That seventh grade walkout came to mind as I watched Michael Moynihan’s report on Evergreen State College for VICE News.

The details baffle, but for my purposes here they’re largely irrelevant. The short version goes: a professor objected to a stunt put on by the students, a stunt they thought was righteous and just, and now they want him fired because he’s clearly too filled with hate, and thus too opposed to righteousness and justice, to continue teaching at Evergreen State.

The professor stood up to the students, as he should, but the administration, while not acceding to their demands, has allowed the students to berate the dean and the professor, physically menace both, and generally get treated as equal players at the table when it comes to how Evergreen State, the institution, should address whatever issues set the students off so.

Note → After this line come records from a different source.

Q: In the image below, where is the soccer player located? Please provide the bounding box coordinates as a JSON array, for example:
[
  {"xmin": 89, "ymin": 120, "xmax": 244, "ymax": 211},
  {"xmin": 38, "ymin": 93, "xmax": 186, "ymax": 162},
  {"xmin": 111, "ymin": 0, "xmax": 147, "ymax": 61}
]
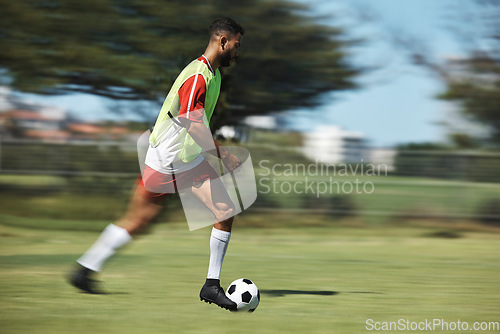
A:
[{"xmin": 70, "ymin": 18, "xmax": 244, "ymax": 310}]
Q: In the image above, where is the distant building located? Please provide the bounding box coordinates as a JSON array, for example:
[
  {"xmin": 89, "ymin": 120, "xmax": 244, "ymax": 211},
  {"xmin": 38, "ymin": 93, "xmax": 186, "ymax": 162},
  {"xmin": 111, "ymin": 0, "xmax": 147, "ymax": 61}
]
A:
[
  {"xmin": 304, "ymin": 125, "xmax": 367, "ymax": 163},
  {"xmin": 0, "ymin": 110, "xmax": 70, "ymax": 141}
]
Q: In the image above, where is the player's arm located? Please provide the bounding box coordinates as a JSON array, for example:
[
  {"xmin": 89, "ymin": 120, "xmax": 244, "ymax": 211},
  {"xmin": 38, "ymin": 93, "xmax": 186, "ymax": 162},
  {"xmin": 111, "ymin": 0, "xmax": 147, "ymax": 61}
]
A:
[{"xmin": 181, "ymin": 119, "xmax": 241, "ymax": 171}]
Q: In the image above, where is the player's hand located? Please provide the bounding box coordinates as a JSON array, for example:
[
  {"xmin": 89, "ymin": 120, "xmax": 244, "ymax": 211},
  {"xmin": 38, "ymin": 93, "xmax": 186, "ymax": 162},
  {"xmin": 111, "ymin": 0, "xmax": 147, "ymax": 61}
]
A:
[{"xmin": 222, "ymin": 153, "xmax": 241, "ymax": 172}]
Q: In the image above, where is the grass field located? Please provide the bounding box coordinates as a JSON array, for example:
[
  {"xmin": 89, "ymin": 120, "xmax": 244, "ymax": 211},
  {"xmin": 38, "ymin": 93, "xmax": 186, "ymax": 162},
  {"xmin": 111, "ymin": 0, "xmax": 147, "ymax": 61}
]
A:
[{"xmin": 0, "ymin": 216, "xmax": 500, "ymax": 333}]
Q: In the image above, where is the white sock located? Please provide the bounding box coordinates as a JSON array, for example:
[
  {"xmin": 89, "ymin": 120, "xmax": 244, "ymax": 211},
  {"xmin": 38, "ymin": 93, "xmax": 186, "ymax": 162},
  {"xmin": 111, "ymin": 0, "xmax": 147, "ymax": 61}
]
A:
[
  {"xmin": 207, "ymin": 227, "xmax": 231, "ymax": 279},
  {"xmin": 76, "ymin": 224, "xmax": 132, "ymax": 271}
]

The wave of similar campus tantrums has attracted quite a lot of press and think pieces, offering quite a lot of theories about the cause. Do America’s youth no longer value free speech? Is this a variety of “social justice” morality run amok? How can we right the next generation’s ideological course?

But such thinking goes wrong because it fails to grasp a key ontological point about the perpetrators. Namely, college students are still children.

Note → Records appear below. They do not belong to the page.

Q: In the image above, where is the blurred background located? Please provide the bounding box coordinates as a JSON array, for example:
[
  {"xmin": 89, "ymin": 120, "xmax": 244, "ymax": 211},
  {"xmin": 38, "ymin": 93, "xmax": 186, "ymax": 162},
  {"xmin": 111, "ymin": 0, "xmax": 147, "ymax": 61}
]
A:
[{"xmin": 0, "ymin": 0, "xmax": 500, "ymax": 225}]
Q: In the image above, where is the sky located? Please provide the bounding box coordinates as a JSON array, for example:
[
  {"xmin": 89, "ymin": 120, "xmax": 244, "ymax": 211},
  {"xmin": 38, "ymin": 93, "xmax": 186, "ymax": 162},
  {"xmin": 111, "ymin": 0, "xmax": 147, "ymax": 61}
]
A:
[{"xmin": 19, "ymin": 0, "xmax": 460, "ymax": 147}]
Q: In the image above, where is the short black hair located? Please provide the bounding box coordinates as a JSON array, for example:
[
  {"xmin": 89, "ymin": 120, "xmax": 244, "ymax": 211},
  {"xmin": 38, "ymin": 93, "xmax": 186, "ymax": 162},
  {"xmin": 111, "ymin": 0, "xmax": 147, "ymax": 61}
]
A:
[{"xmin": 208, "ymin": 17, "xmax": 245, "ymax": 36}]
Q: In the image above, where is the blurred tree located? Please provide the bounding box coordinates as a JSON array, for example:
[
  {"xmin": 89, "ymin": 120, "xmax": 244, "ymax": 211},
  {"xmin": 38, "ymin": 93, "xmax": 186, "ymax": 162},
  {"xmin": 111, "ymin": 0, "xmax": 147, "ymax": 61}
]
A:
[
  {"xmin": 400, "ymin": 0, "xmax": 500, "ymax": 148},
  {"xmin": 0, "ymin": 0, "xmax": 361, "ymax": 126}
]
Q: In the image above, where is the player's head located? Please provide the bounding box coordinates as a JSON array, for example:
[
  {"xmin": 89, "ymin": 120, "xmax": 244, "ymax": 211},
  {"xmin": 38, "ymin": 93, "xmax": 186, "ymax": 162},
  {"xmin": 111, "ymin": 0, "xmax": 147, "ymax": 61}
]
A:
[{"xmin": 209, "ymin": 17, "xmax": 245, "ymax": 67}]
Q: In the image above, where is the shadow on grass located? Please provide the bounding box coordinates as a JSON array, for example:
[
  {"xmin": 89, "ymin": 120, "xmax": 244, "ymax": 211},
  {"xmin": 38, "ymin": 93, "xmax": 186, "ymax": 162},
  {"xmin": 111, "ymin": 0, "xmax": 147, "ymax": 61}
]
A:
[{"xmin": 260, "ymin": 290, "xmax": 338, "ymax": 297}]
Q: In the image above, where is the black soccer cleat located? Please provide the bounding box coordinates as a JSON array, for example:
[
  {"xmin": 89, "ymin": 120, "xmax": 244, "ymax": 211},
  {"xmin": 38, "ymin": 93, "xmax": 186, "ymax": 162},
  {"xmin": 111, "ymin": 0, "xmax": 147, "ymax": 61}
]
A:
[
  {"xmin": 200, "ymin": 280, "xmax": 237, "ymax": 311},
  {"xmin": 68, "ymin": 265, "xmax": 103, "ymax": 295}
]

Of course, college students will tell you different, and many will be insulted by this label. But all children believe, in the moment, that they are not children. When my seventh grade peers and I walked out of history class, we didn’t see ourselves as mere kids, assessing our situation through our underdeveloped lenses, and with our underdeveloped critical reasoning. Instead, we were heroes standing up to injustice. We were roleplaying the plight of the oppressed and playacting a stand against our oppressor. In short, we still had growing up to do.

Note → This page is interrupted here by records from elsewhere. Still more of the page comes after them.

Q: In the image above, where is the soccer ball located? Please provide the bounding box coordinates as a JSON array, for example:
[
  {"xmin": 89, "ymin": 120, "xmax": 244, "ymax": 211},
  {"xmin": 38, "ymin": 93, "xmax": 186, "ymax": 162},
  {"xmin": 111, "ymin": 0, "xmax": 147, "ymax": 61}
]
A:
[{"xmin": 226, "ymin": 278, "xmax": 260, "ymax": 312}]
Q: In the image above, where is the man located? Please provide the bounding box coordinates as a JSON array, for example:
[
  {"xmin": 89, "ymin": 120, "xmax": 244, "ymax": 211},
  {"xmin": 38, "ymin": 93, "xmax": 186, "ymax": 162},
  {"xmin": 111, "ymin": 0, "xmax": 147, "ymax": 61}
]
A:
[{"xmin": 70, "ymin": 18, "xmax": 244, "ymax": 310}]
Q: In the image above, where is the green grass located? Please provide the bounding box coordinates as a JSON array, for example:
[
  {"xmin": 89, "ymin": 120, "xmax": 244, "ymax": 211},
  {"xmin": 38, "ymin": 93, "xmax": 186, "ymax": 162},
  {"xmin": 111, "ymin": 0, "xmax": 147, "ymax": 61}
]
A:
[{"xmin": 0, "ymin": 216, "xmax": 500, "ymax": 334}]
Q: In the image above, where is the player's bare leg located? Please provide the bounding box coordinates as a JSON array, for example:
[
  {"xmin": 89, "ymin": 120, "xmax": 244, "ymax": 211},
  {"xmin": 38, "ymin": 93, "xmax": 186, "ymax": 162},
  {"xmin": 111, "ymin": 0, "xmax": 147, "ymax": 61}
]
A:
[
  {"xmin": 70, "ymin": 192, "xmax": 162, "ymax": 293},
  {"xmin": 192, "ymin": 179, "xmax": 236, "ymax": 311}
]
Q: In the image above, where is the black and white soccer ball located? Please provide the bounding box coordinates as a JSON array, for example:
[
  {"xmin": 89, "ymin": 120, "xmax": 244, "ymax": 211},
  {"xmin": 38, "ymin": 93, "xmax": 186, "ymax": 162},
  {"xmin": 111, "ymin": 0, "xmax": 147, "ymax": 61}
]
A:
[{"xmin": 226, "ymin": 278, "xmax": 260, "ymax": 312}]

So do 19 and 20 year olds. That’s why they’re in college. A university takes kids fresh out of high school and provides them an enviroment in which they can learn the skills and develop the traits that will allow them to become adults. But they’re not there yet.

How do I know they’re not there? Because I was in college once, I was 19 and 20 and 21 once. I thought, at the time, that I had it all figured out. But now, as a 38 year old, it’s obvious that I didn’t. I was still a kid. The same’s true for everyone old enough to actually be an adult. Ask them. With age and experience and perspective, they can look back at their college years with clarity.

The blame, then, for the rise of campus protests lies not with the students — they are, after all, still children, still with growing to do — but with the faculty and administrators who refuse to see them as they are, and instead pretend they’re fully adults. The adults on campus are the adults on campus, and the relationship they have with their students should be the same as at any other level of schooling. To act otherwise, to humor these outbursts, is to fail in the very purpose of education: to teach children how to be functioning adults.

These Evergreen State students will grow up and look back on their youthful outbursts the same way all of us look back on our. That is, unless the adults around them, tasked with helping them in their growing up, convince them, through misplaced humoring and an unreasonable fear of being perceived as condescending, that they’re already there.